我和萧和尚说话的时候,孙胖子就站在我的身边,侧着耳朵听了个清清楚楚。打完电话之后,我扭脸看着孙胖子说道:“晚上七点,老萧在王府饭店等咱们俩。大圣,他什么时候这么大方了,以前吃饭有顿砂锅居就打发了,现在一张嘴就是王府饭店,他的影视公司这是赚大发了?”
“他真干影视公司就赔死了。”孙胖子说了这句之后,压低了声音,继续说道,“辣子,之前你答应入伙,有些事情也不能瞒你了。老萧大师的影视公司就是个幌子,他算是我们这些人的外联,他负责找活,找到活之后由二杨解决问题。老萧大师就是动动嘴皮子就抽两成,老吴自己抽四成,剩下的四成才是我和二杨平分。不是我说,他老人家现在可是真比我有钱。”
我听了孙胖子的话之后,顺着这个思路想起来另外一件事情:“那他真不回民调局了?到底为什么事儿老萧和高局长闹掰了?”
孙胖子摊开双手,说道:“这个我是真不知道,当时老萧大师走的时候我有事外出,不在民调局里。不过听老莫他们说,老萧大师是骂着大街走的,还说当时高老大脸色气得铁青,他们从来没有看见高老大气成那样。后来等他俩气消得差不多的时候,我去探过老萧大师的话,谁想到别说提高老大了,就连民调局这三个字都不能提。只要把民、调、局这三个字串一块,老萧大师就跳着脚地骂。我提一次他骂一次,就像民调局的人都是王八蛋一样。后来我也懒得再去找骂了。”
孙胖子说完之后,我接话道:“那你没探探高局长的话吗?也许命好能探出来点什么。”
“我压根就没想过能从高老大的嘴里打听出来实话。不是我说,看老萧大师咬牙切齿的样子,高老大八成真有什么事情对不起他。我去打听这个?”
我和孙胖子就一直在一室办公室里面唠着,不过被萧和尚的电话打乱了节奏,再也没有从孙胖子嘴里打听出来什么要紧的事情。转眼到了下班的时候,孙胖子也没回他的办公室,直接和我一起出了民调局,开车直奔王府饭店。
到了饭店一打听,萧和尚订的是贵宾厅。孙胖子知道之后直咂巴嘴,按照他的经验,这次老萧不花个一两万块都不好意思从里面出来。不过我和孙胖子进了萧和尚的包间之后,才发现萧和尚不是自己来的。一看到我和孙胖子进来,一个两年不见的熟人从萧和尚身边站了起来,快步走到我们身前,边走边说道:“孙生、沈生,好久不见啦……”
马啸林,还真是老冤家了,这个老家伙几乎每过一段时间就要出现一次,不过似乎每次出现都没有什么好下场。
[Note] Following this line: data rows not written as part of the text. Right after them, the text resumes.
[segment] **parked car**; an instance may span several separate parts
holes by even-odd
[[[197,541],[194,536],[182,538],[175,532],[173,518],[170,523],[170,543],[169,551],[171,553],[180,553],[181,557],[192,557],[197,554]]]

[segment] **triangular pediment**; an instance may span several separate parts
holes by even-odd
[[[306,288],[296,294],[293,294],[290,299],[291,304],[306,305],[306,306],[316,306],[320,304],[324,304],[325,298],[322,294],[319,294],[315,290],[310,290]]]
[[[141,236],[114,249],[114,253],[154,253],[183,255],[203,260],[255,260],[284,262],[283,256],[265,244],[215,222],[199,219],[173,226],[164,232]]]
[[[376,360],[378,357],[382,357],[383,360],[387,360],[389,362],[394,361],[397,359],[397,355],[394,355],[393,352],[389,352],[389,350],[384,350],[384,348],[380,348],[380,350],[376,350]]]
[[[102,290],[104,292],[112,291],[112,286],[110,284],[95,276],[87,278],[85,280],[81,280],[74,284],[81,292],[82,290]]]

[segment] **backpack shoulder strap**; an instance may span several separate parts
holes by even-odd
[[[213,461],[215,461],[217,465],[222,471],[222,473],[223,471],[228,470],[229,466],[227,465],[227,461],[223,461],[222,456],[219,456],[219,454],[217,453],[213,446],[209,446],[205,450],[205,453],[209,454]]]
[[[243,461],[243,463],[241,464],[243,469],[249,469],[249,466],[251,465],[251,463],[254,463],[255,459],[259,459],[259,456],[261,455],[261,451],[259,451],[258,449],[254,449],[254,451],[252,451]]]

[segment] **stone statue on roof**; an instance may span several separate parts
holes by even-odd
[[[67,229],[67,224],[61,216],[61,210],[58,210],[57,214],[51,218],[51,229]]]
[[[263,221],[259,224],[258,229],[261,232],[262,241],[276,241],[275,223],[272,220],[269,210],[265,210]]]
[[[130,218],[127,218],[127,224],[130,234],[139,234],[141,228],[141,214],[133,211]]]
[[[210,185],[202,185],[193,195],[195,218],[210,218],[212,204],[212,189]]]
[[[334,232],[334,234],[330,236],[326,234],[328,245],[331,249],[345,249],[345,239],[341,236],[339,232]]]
不知道他是怎么和萧和尚凑到一起的。
萧和尚就在马啸林的身后,没等他说完就一把扒拉开马老板,走到我的身前,还没等我客气,他突然一把抱住了我,老泪瞬间就涌出来:“小辣子,你可是吓着我了。两年了,还以为你这辈子就醒不过来了。你爷爷让我照顾你,我就把你照顾成这样……你要是有个三长两短的,我对得起你爷爷吗?”
第一次看见萧和尚这样,我的心里也有点发酸:“我这不好好的吗?就是睡了两年,有什么大不了……”我的话还没有说完,身边的孙胖子一把将萧和尚拉开,说道:“差不多行了,辣子人好好地,大难不那个什么必有后福。不是我说,现在不流行玩煽情。”
说到这里,孙胖子顿了一下。看了一眼插不上话的马啸林,冲着萧和尚说道:“老萧大师,不是我说,这是怎么个意思?”
萧和尚倒是感情丰富,哭了一阵之后,听到孙胖子提到了马啸林。立即擦干了眼泪,换了个笑脸说道:“路上碰到的马老板,听说今晚的饭局是为小辣子压惊,人家马老板就主动要求过来买单。看看人家这觉悟……”
马啸林总算找到了说话的机会,他赔着笑脸说道:“小意思啦,只要大家开心,花一点点钱不算什么啦。”两年不见,马老板的普通话大有提高,起码已经不用捋着舌头说话了。我说萧和尚怎么会突然间这么大方了,敢情是找好了冤大头。
马老板接着说道:“今天是为了给沈生压惊,我还特地带来两瓶好酒。现在是不是边吃边聊?”“就是,都站在门口干什么?”萧和尚拉着我和孙胖子就往餐桌走过去:“进来,咱们几个什么时候干聊过,来,都坐好了,吃着喝着唠着才有意思嘛。”